Susan Hughes, of Northumberland, never met her grandfather Alex Wightman, who died two years before she born.

But his story has been partly researched by her husband, Canon Alan Hughes MBE, a former soldier himself, originally from Middlesbrough and chaplain for the Reserve Forces and Cadet Association at Old Elvet in Durham.

Mrs Hughes explained that her grandfather, Major Wightman, survival of the Gretna rail disaster, which involved five trains and killed more than 200 First World War soldiers from The Royal Scots bound for the Dardanelles, was part of family folklore.

Mr and Mrs Hughes will today join the Princess Royal, First Minister of Scotland Nicola Sturgeon and other relatives of involved in the tragedy at Quinitishill, near Gretna Green for a special service on the centenary of the disaster.

Five hundred men of the 7th Battalion The Royal Scots had boarded the train and 215 Royal Scots perished and 191 were injured. There was a total of 227 dead and 244 injured, including civilian passengers and crew.

Alex Wightman, then a captain, was ordered to continue his journey with the few survivors and board the ship Empress of Britain, bound for Gallipoli.

He was awarded the Military Cross for his action in Gallipoli for attempting to run telephone wires to captured trenches during the battle of Gully Ravine. He was wounded three times and was saved from certain death on the field by his pocketbook, which broke the force of a bullet.

Speaking of the Gretna disaster, Mrs Hughes, an artist currently based near Coldstream, said: "I was always acquainted with the rail disaster as a child, through family folklore.
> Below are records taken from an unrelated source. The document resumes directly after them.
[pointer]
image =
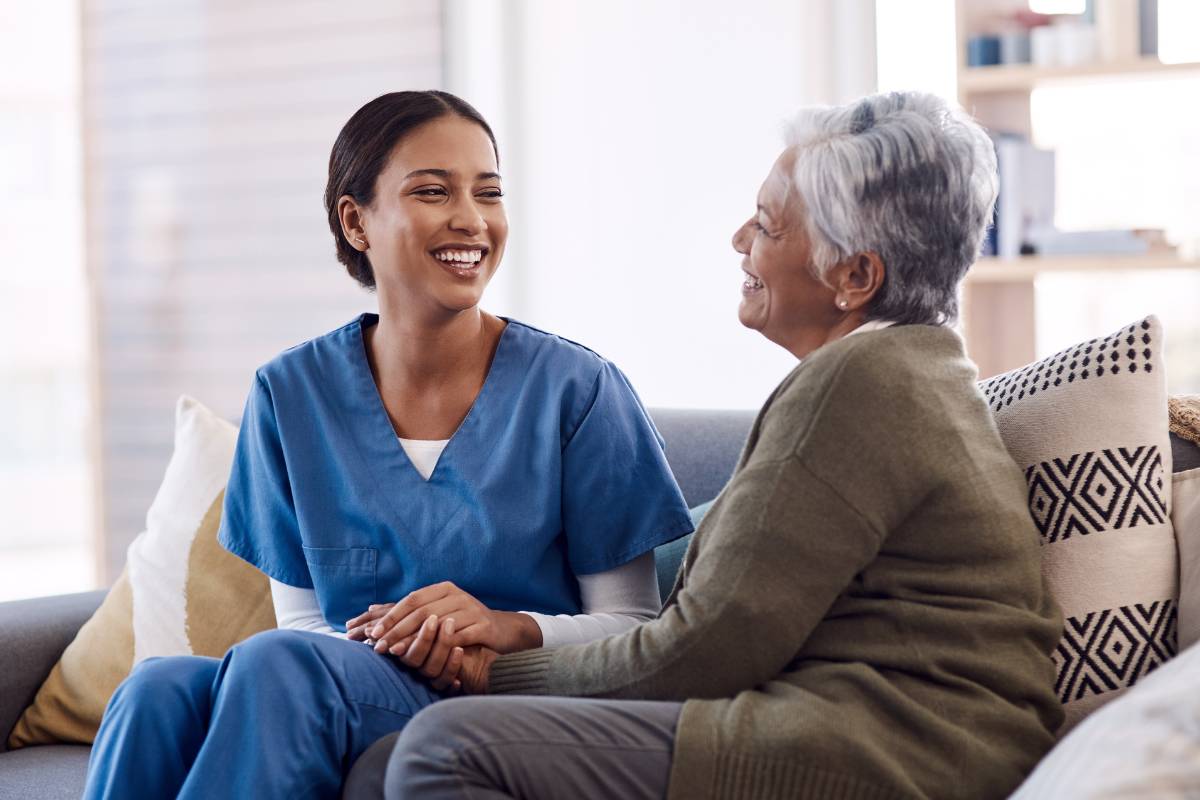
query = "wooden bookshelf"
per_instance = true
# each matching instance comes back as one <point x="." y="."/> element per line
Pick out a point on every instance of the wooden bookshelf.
<point x="1025" y="77"/>
<point x="1012" y="270"/>
<point x="999" y="319"/>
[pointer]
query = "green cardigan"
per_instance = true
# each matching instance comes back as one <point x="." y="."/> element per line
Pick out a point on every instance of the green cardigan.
<point x="862" y="612"/>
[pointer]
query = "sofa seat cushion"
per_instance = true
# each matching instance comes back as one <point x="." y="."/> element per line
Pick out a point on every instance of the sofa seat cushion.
<point x="48" y="773"/>
<point x="180" y="593"/>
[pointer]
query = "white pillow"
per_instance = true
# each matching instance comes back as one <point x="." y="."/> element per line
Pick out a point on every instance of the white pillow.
<point x="1143" y="745"/>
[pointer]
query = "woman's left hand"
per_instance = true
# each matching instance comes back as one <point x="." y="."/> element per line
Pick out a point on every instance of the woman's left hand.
<point x="475" y="623"/>
<point x="447" y="666"/>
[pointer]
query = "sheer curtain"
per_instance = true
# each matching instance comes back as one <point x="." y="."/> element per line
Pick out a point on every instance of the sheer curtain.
<point x="634" y="138"/>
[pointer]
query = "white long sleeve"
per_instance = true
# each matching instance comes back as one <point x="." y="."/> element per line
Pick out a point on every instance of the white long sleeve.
<point x="613" y="602"/>
<point x="298" y="609"/>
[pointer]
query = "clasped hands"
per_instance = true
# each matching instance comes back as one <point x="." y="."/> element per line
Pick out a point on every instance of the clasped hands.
<point x="445" y="635"/>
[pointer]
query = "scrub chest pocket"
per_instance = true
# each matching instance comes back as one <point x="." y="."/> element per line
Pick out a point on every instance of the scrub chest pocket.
<point x="345" y="581"/>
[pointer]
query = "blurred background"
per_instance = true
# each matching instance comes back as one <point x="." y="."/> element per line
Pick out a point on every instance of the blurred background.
<point x="162" y="166"/>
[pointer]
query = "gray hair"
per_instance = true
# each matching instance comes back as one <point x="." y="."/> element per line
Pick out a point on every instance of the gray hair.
<point x="905" y="175"/>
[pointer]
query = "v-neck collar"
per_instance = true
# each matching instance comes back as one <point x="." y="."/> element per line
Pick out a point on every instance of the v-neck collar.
<point x="381" y="425"/>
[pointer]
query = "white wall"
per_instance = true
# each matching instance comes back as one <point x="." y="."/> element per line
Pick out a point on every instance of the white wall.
<point x="634" y="138"/>
<point x="208" y="134"/>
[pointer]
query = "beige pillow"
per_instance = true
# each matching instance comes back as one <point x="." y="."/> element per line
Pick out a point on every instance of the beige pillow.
<point x="1186" y="521"/>
<point x="1089" y="427"/>
<point x="179" y="594"/>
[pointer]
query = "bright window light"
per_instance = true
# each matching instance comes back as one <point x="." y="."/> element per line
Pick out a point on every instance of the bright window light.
<point x="915" y="46"/>
<point x="1059" y="6"/>
<point x="1177" y="24"/>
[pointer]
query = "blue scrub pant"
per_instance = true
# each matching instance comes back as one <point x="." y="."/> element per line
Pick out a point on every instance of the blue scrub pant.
<point x="283" y="715"/>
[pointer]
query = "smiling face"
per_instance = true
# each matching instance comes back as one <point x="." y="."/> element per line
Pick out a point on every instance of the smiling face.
<point x="781" y="299"/>
<point x="437" y="228"/>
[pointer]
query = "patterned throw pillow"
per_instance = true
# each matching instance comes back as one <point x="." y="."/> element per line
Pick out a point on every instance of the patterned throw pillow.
<point x="180" y="593"/>
<point x="1089" y="427"/>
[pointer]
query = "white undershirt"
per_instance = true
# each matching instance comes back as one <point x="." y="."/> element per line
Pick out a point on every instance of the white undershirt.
<point x="613" y="601"/>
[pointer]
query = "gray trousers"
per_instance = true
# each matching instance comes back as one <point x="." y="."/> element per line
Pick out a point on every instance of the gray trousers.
<point x="531" y="747"/>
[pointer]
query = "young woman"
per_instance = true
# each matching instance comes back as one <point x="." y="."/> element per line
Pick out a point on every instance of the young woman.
<point x="429" y="474"/>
"My grandmother was told by my grandfather that the scenes he witnessed that day were worse than any he later saw in battle.

"The crash was caused, it was then said, by a signalman’s blunder...I have no doubt that now other causes of the disaster will be aired. Sabotage, dangerously outdated wooden rolling stock lit by unsafe gas fittings, careless ordering of the driver to exceed safe limits to speed the hapless soldiers to embarkation ports. Risk assessments and duty of care were disciplines woefully absent in those dark days.

"The survivors were not allowed time to comfort injured comrades, grieve the dead nor attend their funerals.

"Instead Alex was ordered to continue his journey with the few survivors, to board the ship Empress of Britain bound for Gallipoli. During the voyage he volunteered to organise and train a new signals section, to replace the one wiped out in the disaster."